= Thomas Burke (bishop) =

Irish Dominican and Roman Catholic Bishop of Ossory

Thomas Burke (Thomas De Burgo) (c. 1709 in Dublin, Ireland – 25 September 1776 in Kilkenny) was an Irish Dominican and Roman Catholic Bishop of Ossory.

==Life==
Burke travelled to Rome in 1723 and there was placed under the care of his namesake and kinsman, a Dominican, Father Thomas Burke, who prepared him for admission into the order. A dispensation was obtained from the Sacred Congregation, and on 14 June 1724, he was clothed with the Dominican habit before he had attained his fifteenth year.

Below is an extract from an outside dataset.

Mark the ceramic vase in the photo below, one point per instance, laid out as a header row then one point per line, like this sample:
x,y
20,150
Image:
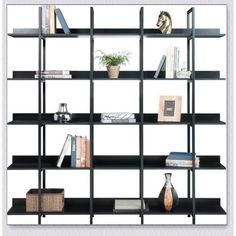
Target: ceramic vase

Young Burke showed special aptitude for study and with the permission of the master general was allowed to begin his course during his novitiate. Two years were given to philosophy and five to theology. So marked was his progress in studies and letters that he was singled out, even though yet a novice, by special marks of affection from Pope Benedict XIII. During the reconstruction of St. Sixtus' in 1727 and 1728, the pontiff visited the Irish Dominicans once a week, taking part in their community exercises, becoming familiar with the friars and especially with Burke.

He was gradually promoted to the highest theological honours of the order, being charged successively with all the official duties in a regular Dominican studium. He held the office of regent of studies for six years. In 1742 the Master General, Thomas Ripoll, personally conferred on him the degree of Master of Theology.

The following year he returned to Dublin where he took up the work of the ministry. A general chapter of the order held at Bologna in 1748 passed an ordinance that in all the immediately following provincial chapters a historiographer should be appointed in every province. This order did not reach Ireland from Rome in time for the provincial chapter which was convened the following year at Dublin, and to which assembly Father Burke had been elected by his brethren as Definitor. At the subsequent chapter, however, of 1753 he was appointed historian of his province. The same honour of Definitor was conferred again in 1757.

Father Burke while in Rome was commissioned by the Irish clergy, through Bishop Michael MacDonagh OP of Kilmore, to obtain from the Holy See ten new offices of Irish saints. After his return to Ireland, he was entrusted with a similar commission by the Archbishop of Dublin, the Most Rev. John Linegar, and the Bishops of Ireland for fourteen other feasts of the Irish saints. The decrees were given respectively 8 July 1741 and 1 July 1747. Both original documents are preserved in the archives of St. Clement's, Rome.

Father Burke was promoted by Pope Clement XIII in 1759, to the See of Ossory, which he governed for seventeen years. An accurate portrait of Bishop Burke is possessed by the Dominican nuns of Drogheda, Ireland.

==Works==
He is known to posterity more on account of his learned work Hibernia Dominicana, than by any other claim. The work was nominally published at Cologne, but in reality it came from the press of Edmund Finn of Kilkenny, in 1762. The author gave to it four years of incessant labour, and in 1772 he added a "Supplementum" which was a vindication of Rinuccini, the nuncio of Pope Innocent X, of the charges brought against him by the supreme council of Confederate Catholics during his residence in Ireland. Question of the oath of allegiance and fear of subverting "that fidelity and submission which we acknowledge ourselves to owe from duty and from gratitude to his Majesty King George III" caused seven of the Irish Bishops to condemn the "Hibernia Dominicana" and "Supplementum". (For defense of Bishop Burke see Coleman, Ir. Eccl. Record.) "Promptuarium dogmatico canonico morale", a work of the celebrated Spanish Dominican Larrago, enlarged and accommodated to its day by Father Burke, was about to be published in 1753 when his appointment as historian interrupted it.